Tieme Klompe

Personal information
- Date of birth: 8 April 1976 (age 49)
- Place of birth: Roden, Netherlands
- Height: 1.81 m (5 ft 11 in)
- Position: Defender

Senior career*
- Years: Team / Apps / (Gls)
- 1996–2004: Heerenveen / 145 / (0)
- 2004–2005: RKC Waalwijk / 2 / (0)
- 2005: Groningen / 1 / (0)
- Total:  / 148 / (0)

International career
- 1998: Netherlands U21 / 2 / (0)

Managerial career
- 2012–2017: Heerenveen (assistant)
- 2014–2015: Heerenveen II
- 2015–2018: Netherlands U20 (assistant)
- 2018–2019: Harkemase Boys

= Tieme Klompe =

Dutch footballer

Tieme Klompe (born 8 April 1976) is a Dutch former professional footballer who played as a defender for Eredivisie clubs Heerenveen, RKC Waalwijk and Groningen.

==Club career==
Klompe started his career at Heerenveen, where he was a first-team player for eight seasons. During his time at Heerenveen, the club reached the final of the KNVB Cup (1996–97) and finished as runners-up in the Eredivisie (1999–2000), the latter resulting in qualification for the Champions League group stage (2000–01).

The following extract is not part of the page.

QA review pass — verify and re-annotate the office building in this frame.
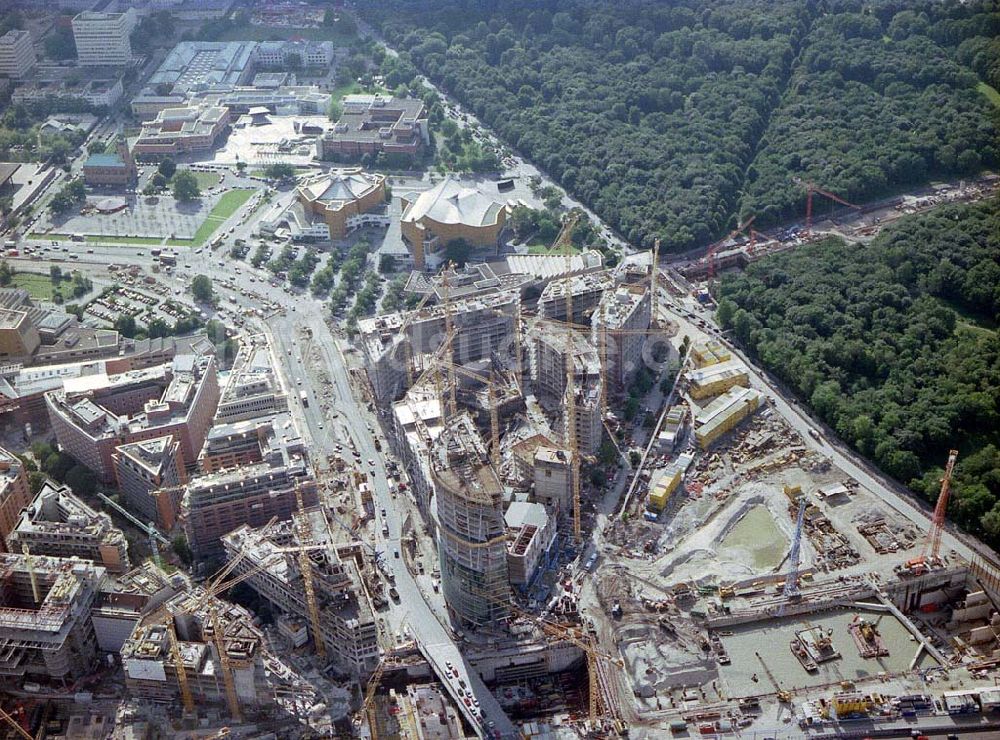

In the summer of 2004, Klompe moved to RKC Waalwijk, where he was released a year later, having made two appearances. He then signed an amateur contract with Groningen. After making one appearance, he announced his retirement on 24 October 2005. He cited the many injuries he struggled with during his career as the reason for his decision.

==International career==
In 1998, Klompe was selected for the Netherlands national under-21 team, making his first appearance on 18 February against Portugal. He was subsequently part of the Netherlands squad at the final stages of the 1998 UEFA European Under-21 Championship in Romania, appearing in one match as the team finished in fourth place.

==Coaching career==
After some years as a youth coach for Heerenveen, the club announced on 22 November 2012, that he had been promoted to the first team as assistant manager of Marco van Basten. In the 2014–15 season, he was also the manager of their reserve team/U21's. At the end of August 2016, he was hired as assistant manager for Netherlands' U20 national team alongside his role at Heerenveen. He left the club at the end of the 2016–17 season.

Tieme was appointed manager of Harkemase Boys for the 2018–19 season. However, he resigned on 29 April 2019.